In this experiment, we test the model to determine its ability to recover from incorrect feedback. In particular, we model the user feedback as completely malicious at the beginning and as completely informative thereafter. Such a behaviour is not typical but it provides a “worst case scenario” study of the system, followed by its ability to recover from incorrect or malicious feedback.
Our focus here is on the training area only. As seen in the previous experiments, the non-training area can become nearly as good as the training area with sufficient user feedback. As such, we expect similar results within the non-training area as the training area with respect to mixed feedback.
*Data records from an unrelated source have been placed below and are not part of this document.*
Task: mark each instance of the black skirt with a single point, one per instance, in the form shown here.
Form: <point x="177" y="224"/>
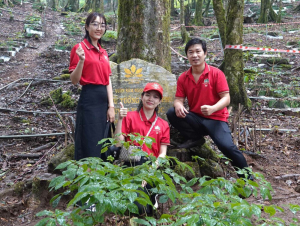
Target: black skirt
<point x="91" y="121"/>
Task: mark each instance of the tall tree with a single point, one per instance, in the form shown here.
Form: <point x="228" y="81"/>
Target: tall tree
<point x="267" y="13"/>
<point x="231" y="30"/>
<point x="198" y="13"/>
<point x="93" y="5"/>
<point x="143" y="31"/>
<point x="72" y="5"/>
<point x="184" y="34"/>
<point x="207" y="8"/>
<point x="98" y="6"/>
<point x="173" y="12"/>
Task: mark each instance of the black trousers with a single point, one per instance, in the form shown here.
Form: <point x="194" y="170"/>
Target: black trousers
<point x="194" y="126"/>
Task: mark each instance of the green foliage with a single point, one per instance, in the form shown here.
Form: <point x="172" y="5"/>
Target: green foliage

During the initial phase of this experiment, whenever the system returns a correct position estimation, the malicious user has a 50% chance of either providing negative feedback of suggesting a random false position. When the system is incorrect, the malicious user provides null feedback. Following a similar methodology as the previous experiments, such malicious feedback was provided for four rounds. Another eight rounds of feedback from a knowledgeable and helpful user was then collected.
The position errors for this experiment are plotted in Figure 11. We observe that the system error starts out with around 4m and quickly increases to 14m as a result of the malicious feedback. At the same time, the system precision is also reduced to an unacceptable level, shown as the red curves in Figure 12. With an error of 14m and extremely low precision, the system is considered to be fairly disturbed by the malicious users. At this point, we turn the user into knowledgable and helpful to provide positive feedback whenever the system is incorrect.
The user behaviour in this case is the same as in the previous subsection. The helpful feedback quickly corrects the significant positioning errors, recovering to the starting accuracy after five rounds of feedback, and below 3m after eight rounds. At the same time, the system precision is stabilized as indicated by the blue curves in Figure 13. As a result, our system has recovered from the low accurate state by integrating helpful and knowledgeable feedback.
In real life, helpful and malicious feedback are often mixed together to feed the model. As such, the phenomena described in this experiment might be rarely observed. However, it in fact provides the “worst-case”. If the model can eliminate the negative effect introduced by continuous malicious or unreliable user feedback, then it is reasonable to deduce that it is robust to malicious user feedback in more moderate or general cases.